Read the next entry in the series here.


Following a brief missive that warns of illness among the cotes, “Dragon Dreams” opens with Sintara dreaming of easy flight and a full belly as she returns to Kelsingra. The dream consists of ancestral memories, tantalizingly incomplete, from which she wakes amid a storm, cramped and cold and hungry. Grousing about Thymara and the other keepers, and the arrangements they have made, she reviews the current situation and stalks out into a nearby meadow. There, she reflects further, and she begrudgingly attempts to practice flight in the pre-dawn dark.

Not quite…
Image from Universal Music Group, here, used for commentary

Meanwhile, Alise huddles against the inclement weather, reflecting on her situation (taken regularly to Kelsingra by Heeby) and the likely whereabouts of Leftrin (aboard the Tarman, nearing Cassarick), mourning for the changes she know will come. She determines to wander and take in all she can of the city, and her progress through it is described. Exploring, she finds a room carved in figures of jesters and performers, which she accidentally activates with a touch upon a vein of magic in the stone. It startles her momentarily, and she soon mourns for what she knows will be lost.

Alise leaves the room, finding the weather cleared and herself recalling Leftrin’s words to her upon his parting a month previously. She settles in to eat lunch, forcing herself away from thoughts of material comforts that intrude upon her, and her continued survey of Kelsingra is detailed. Proceeding further, Alise finds herself surrounded by the memories embedded in the stones of the city, losing some time amid them. As she goes yet further, though, she finds a room that seems to have been despoiled already, which revelation angers her, and she blames Rapskal for it. She does realize, however, that the room in which she finds herself shows a map of Kelsingra, which revelation brings her hope, and she makes her way out to where Heeby awaits her.
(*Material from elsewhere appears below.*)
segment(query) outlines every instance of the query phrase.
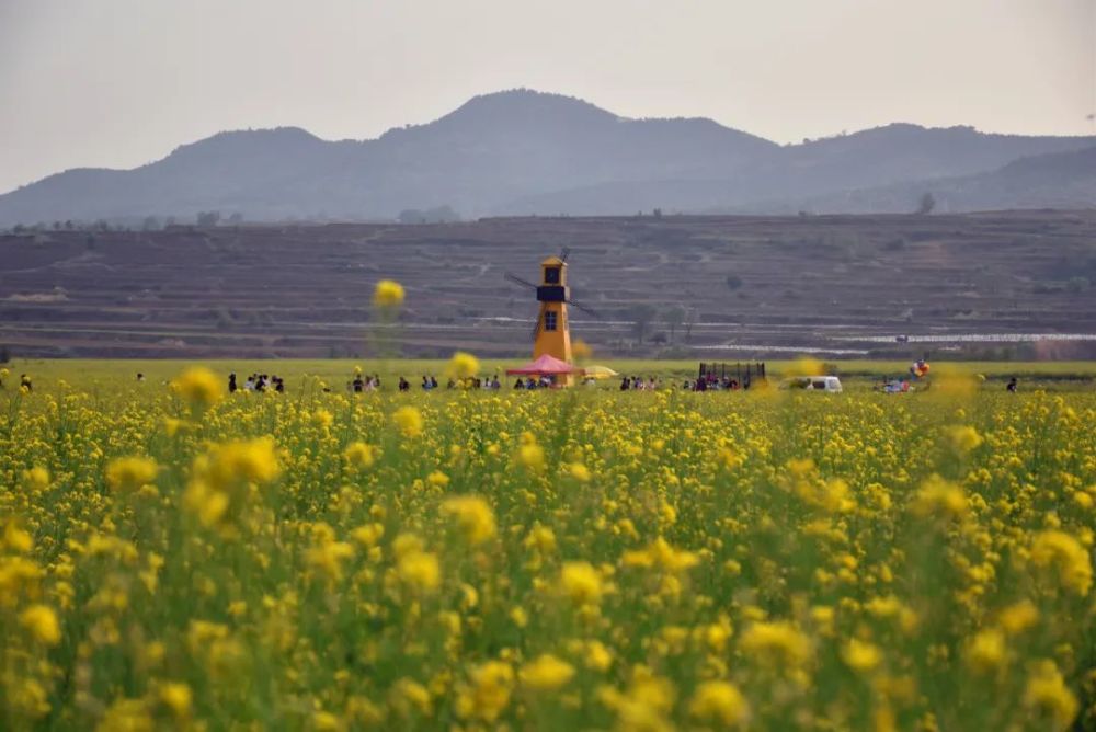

The present chapter reflects at some length on the likelihood of destruction in the interest of moneymaking. I cannot help but see a number of parallels at work, both to the early United States (to which I have long held the Traders are akin) and to contemporary events. Alise’s lament that the statues of Kelsingra will be pillaged, the worked materials separated from their contexts and auctioned off a piece at a time, is one that echoes comments about older (and still too-current) museum and antiquary practices, such things as have led to bits and pieces of grave offerings and monuments being taken across countries and continents, displayed as showcases for passers-by to gawk at them or hoarded in collections so that dragon-like collectors can gaze upon them in greedy delight, taking them as evidence of their superiority. And they also seem to ring to me of the kind of comment I hear from folks who’ve lived in the Hill Country longer or more continuously than I have, that people coming in and building up what had previously been rolling hills of oak and cedar and mesquite that echoed flatly in the still heat of summer air ruins the very thing that they seek who come here.

It is a mark of good artwork in any medium that it speaks both to contexts of composition and contexts of reception clearly.

It is of some interest to me that, for all the work that the Rain Wilders did to harvest the leavings of the Elderlings’s other settlements, they seem to have little understanding of what those things harvested do. Admittedly, the Skill seems to be largely a thing of the Six Duchies, but, given broader contexts, it does seem bound up with the Elderlings, and it is strange that the calling-ritual conducted in the Six Duchies would have found no respondents among the Rain Wilders and Bingtowners, especially given that those touched by the Rain Wilds are suggested to have some sensitivity to the Skill. It’s another instance, to my eye, of problems attendant upon canon-welding, but, while I might note that a thing is there and causes some issue, I acknowledge that I have not the insight or ability to offer any advice. And it would be presumptuous as all hell to think that I ought to, anyway.